After hearing Steel Hammer, Drew students realized just how unique and exciting of an opportunity they had been afforded this semester in their work with Julia Wolfe.  Associate Professor of Music and Chair of the Music Department, Leslie Sprout, talked about the importance of bringing Wolfe to campus, saying, “[she’s] a successful woman who’s made her way primarily as a professional composer and secondarily as an academic [and that] has been something that students in many different departments have benefitted from being exposed to.” Ben Schneider (‘19), a Music major reflected on the “awesome experience [of] being able to interact with such a well-known and well-respected artist. Her piece left me awestruck, and she came across as very humble and welcoming.”

The interdisciplinary nature of Wolfe’s work made her a perfect candidate for the Residency and a spectacular way to close out the Mellon Arts for the Common Good Grant. Sprout talked about the impact of the grant speaking to the connections between the different arts departments and among the other departments on campus it has revealed.

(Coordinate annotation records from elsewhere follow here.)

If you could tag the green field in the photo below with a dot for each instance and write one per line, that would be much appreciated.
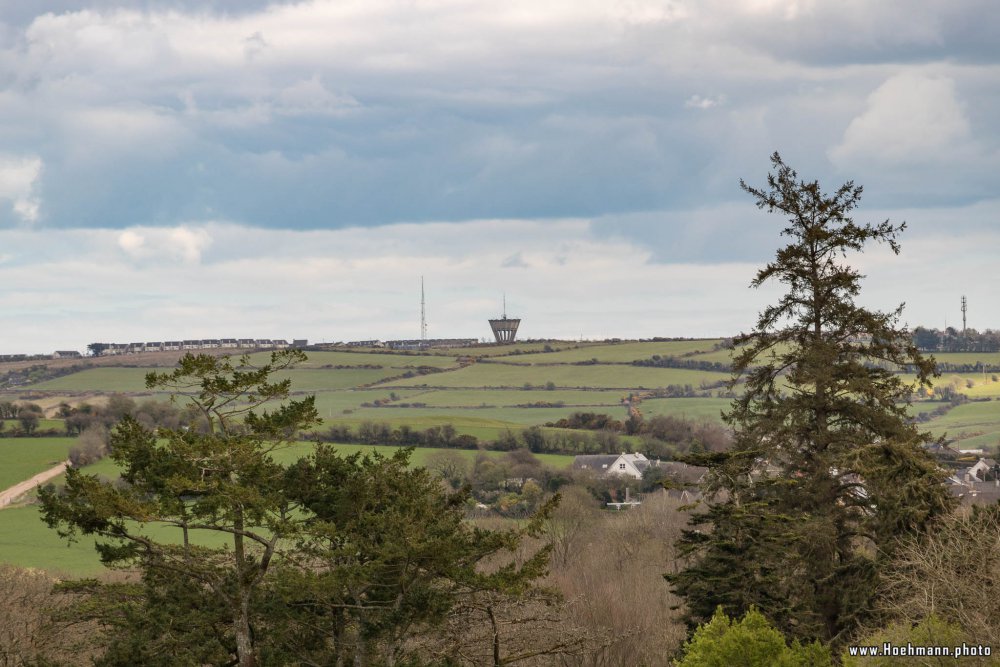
(397, 360)
(620, 352)
(969, 426)
(22, 458)
(482, 399)
(26, 541)
(564, 376)
(110, 379)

Speaking to the long term impact of the grant, Sprout said, “I think that the faculty connections made through the Mellon advisory board is one way that we’ll keep talking to each other and keep developing ideas even without the framework of the grant, so I think that’s been a real benefit to Drew.”

So, although the Bang on a Can residency and Mellon Arts for the Common Good Grant may be over, it’s quite obvious that the great ideas and art that they both sparked will continue. Both Wolfe’s residency and the Mellon grant have encouraged students and faculty alike to embrace the liberal arts mindset and apply it to their studies, both in and outside of the arts.